I am trying to do a paired analysis in DESeq2, meaning having a paired samples design.
I have a dataset with two groups (which is my batch), each group has uneven number of subjects, and each subject can only be in one of the groups and have one or two samples (so one or both conditions). Note that my counts are estimated with kallisto. Just a toy example of how my colData look like:
sample batch condition subject 1 sample1 1 A S1 2 sample2 1 B S1 3 sample3 1 A S2 4 sample4 1 B S2 5 sample5 1 A S3 6 sample6 1 B S3 7 sample7 1 A S4 8 sample8 1 B S4 9 sample9 1 A S5 10 sample10 1 B S5 11 sample11 2 A S6 12 sample12 2 B S6 13 sample13 2 A S7 14 sample14 2 B S7 15 sample15 2 A S8
In this example, batch == 1 has 5 subjects with both conditions per subject, while batch == 2 has 3 subjects, one of which has only one condition. I simplified with keeping balanced paired samples with respect to the condition, so I filtered out sample15.

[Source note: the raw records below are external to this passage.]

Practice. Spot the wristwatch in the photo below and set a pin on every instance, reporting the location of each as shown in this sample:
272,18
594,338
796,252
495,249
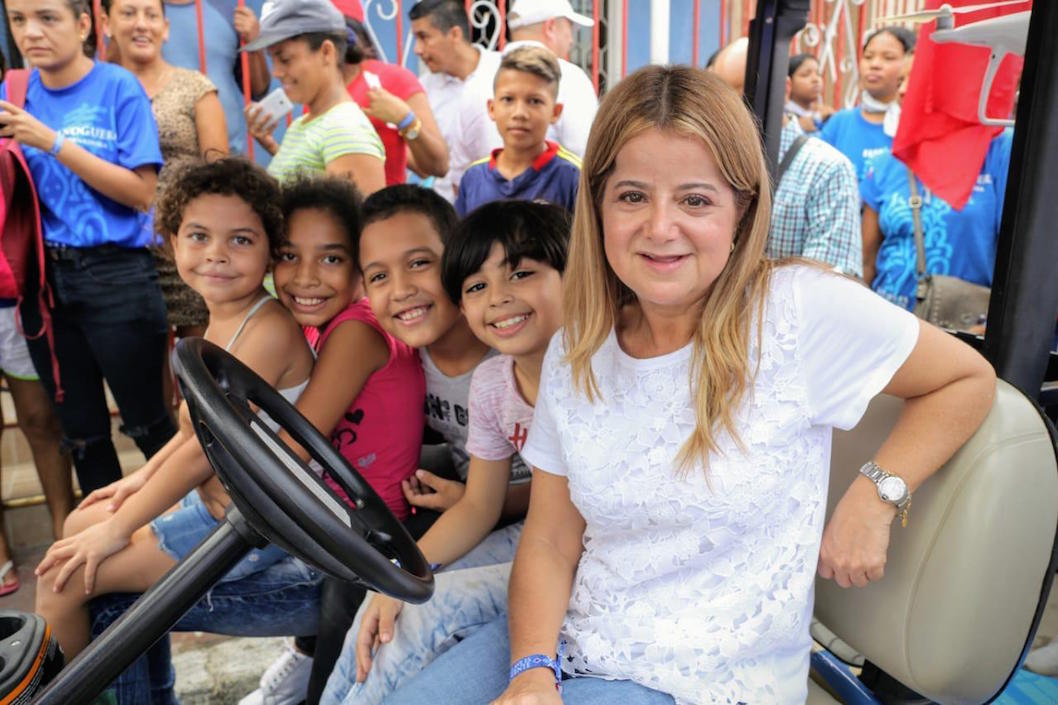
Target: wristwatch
892,489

My goal is to test the condition effect while controlling for subject effects.
So initially I thought my model would be ~ batch + subject + condition. And the resultName I would look at to see the condition effect (while having controlled for batch and subject effects) is the 'condition_B_vs_A'. This model design leads to the "Model matrix not full rank" error.
dds = DESeqDataSetFromMatrix(countData = counts.mat, colData = sample.summary.balanced, design = ~ batch + subject + condition) dds <- DESeq(dds) Error in checkFullRank(modelMatrix) : the model matrix is not full rank, so the model cannot be fit as specified. One or more variables or interaction terms in the design formula are linear combinations of the others and must be removed.
The problem is the linearity of batch and subject. The examples of linearity in the vignette do not exactly match the case here to my understanding.
While I have tried a few thoughts motivated of some conversations here (like my last resort was applying batch correction first, converting to positive integers and then run DESeq2 with ~ subject + condition, which gave zero DEGs), nothing I have tried works.
By the way, if I don't do a paired design and just have ~batch+condition the model works nicely. But I would like to take advantage of the fact that I have both conditions per subject.
Any insight would be greatly appreciated!